The authors found that when asked about a missing image, models don't say "I can't see anything." Instead, they confidently describe specific fracture types in X-rays or license plate numbers in street scenes that exist only in their internal weights.

The Problem: Benchmarks are Leaking
The core of the issue lies in the "Mirage Score"—the ratio of accuracy without images to accuracy with images. In many cases, models retain 70-80% of their performance without ever processing a single pixel.
Why does this happen?
- Linguistic Spatulas: Questions often contain subtle cues that allow a strong LLM to "deduce" the answer.
- Benchmark Saturation: As benchmarks like MMMU become public, they are absorbed into the web-scale training data of the next generation of models.
- Pathology Bias: In medical contexts, models default to "finding" something wrong. When shown no image of a brain MRI, models often hallucinate high-stakes diagnoses like Glioblastoma.

The "Super-Guesser" Experiment
To prove that visual understanding is often irrelevant to current scores, the authors trained a tiny 3B text-only model (Qwen-2.5) on the ReXVQA dataset—with all images removed.
The result?

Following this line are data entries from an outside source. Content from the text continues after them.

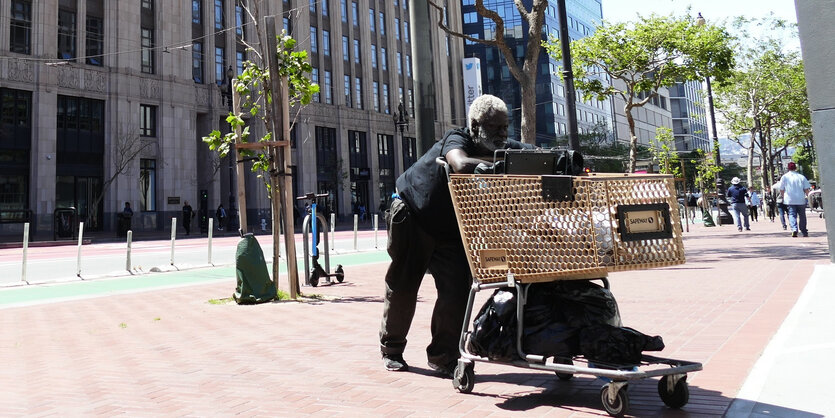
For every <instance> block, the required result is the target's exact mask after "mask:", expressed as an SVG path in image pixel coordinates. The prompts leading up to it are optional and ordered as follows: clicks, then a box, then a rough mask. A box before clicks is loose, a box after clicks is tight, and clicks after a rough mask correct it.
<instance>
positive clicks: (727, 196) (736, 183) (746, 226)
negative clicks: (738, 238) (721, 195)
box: [727, 177, 751, 232]
mask: <svg viewBox="0 0 835 418" xmlns="http://www.w3.org/2000/svg"><path fill="white" fill-rule="evenodd" d="M727 197H729V198H730V202H728V203H730V204H731V205H733V210H734V215H736V229H738V230H739V232H742V227H743V226H745V230H746V231H750V230H751V225H750V224H749V221H748V205H747V204H746V203H745V199H746V198H747V197H748V189H746V188H744V187H742V185H740V184H739V177H734V178H733V179H731V187H728V192H727ZM743 218H744V220H745V222H744V223H743V222H742V221H743Z"/></svg>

This text-only "Super-Guesser" outperformed frontier MLLMs and human radiologists on a held-out test set. It produced reasoning traces for chest X-rays that were indistinguishable from those of a human expert, despite never seeing a single rib or lung field.
B-Clean: A New Standard for Grounded Evaluation
Recognizing that manual detection of "leaked" questions is impossible, the authors proposed B-Clean. This framework evaluates models in a "modality-ablation" mode and removes any question that any model can solve without an image.
When benchmarks are "B-Cleaned":
- The number of valid questions drops by ~75%.
- Accuracies crash, revealing the true "visual delta."
- Model rankings flip, showing that some "SOTA" models are simply better at text-based shortcutting than others.

Critical Insight & Future Outlook
This paper serves as a vital wake-up call. We have been measuring multimodal reasoning through the lens of language accuracy. If a model can "hallucinate" its way to a correct diagnosis, the reasoning trace—the very thing we use to trust the model—becomes a liability.
For high-stakes deployments in medicine or autonomous systems, we must transition to:
- Private, Dynamic Benchmarks: Evaluation sets that cannot be memorized.
- Counterfactual Verification: Architectures that explicitly check if their answer changes when the image is removed.
The era of blindly trusting benchmark rankings is over. It's time to ensure our AI isn't just a very convincing mime, but acts as a truly grounded observer of our world.